- Born: July 28, 1986 (age 40) South Korea
- Education: Hanyang University
- Occupations: Film director, screenwriter

Korean name
- Hangul: 임대형
- RR: Im Daehyeong
- MR: Im Taehyŏng

= Lim Dae-hyung =

South Korean film director (born 1986)

Lim Dae-hyung (born 28 July 1986) is a South Korean film director and screenwriter.

== Personal life ==
Born in 1986, Lim graduated from Geumsan High School. He majored in Theatre & Film at Hanyang University.

== Filmography ==
- Lemon Time (short, 2012) - director, screenwriter
- The World of If (short, 2014) - director, screenwriter
- Merry Christmas Mr. Mo (2017) - director, screenwriter
- Moonlit Winter (2019) - director, screenwriter

== Awards ==

| Year | Award | Category | Nominated work | Result |
| 2016 | 21st Busan International Film Festival | New Currents Award | Merry Christmas Mr.

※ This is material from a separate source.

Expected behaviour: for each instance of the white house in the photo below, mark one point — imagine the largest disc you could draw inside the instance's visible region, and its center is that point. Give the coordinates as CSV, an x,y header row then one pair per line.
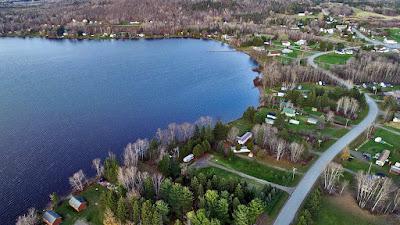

Mo | Nominated |
| NETPAC Award | Won |
| 2018 | 5th Wildflower Film Awards | Best Director | Nominated |
| Best Screenplay | Nominated |
| Best New Director | Won |
| 19th Busan Film Critics Awards | Won |
| 27th Buil Film Awards | Nominated |
| 55th Grand Bell Awards | Nominated |
| 23rd Chunsa Film Art Awards | Nominated |
| 2019 | Cine 21 Awards | Top 10 Films of the Year | Moonlit Winter | 8th place |
| 2020 | 7th Wildflower Film Awards | Best Director | Nominated |
| 29th Buil Film Awards | Nominated |
| 25th Chunsa Film Art Awards | Nominated |
| Best Screenplay | Nominated |
| 56th Baeksang Arts Awards | Best Screenplay | Nominated |
| 40th Korean Association of Film Critics Awards | Best Director | Won |
| Best Screenplay | Won |
| 2021 | 41st Blue Dragon Film Awards | Best Director | Won |
| Best Screenplay | Won |
| 2024 | 60th Baeksang Arts Awards | Best Director – Television | LTNS (with Jeon Go-woon) | Nominated |
| 2024 Asia Contents Awards & Global OTT Awards | Best Director | Nominated |

===Honours===
- Jury member at the 2024 Busan International Film Festival for its competition section 'Sonje Award'.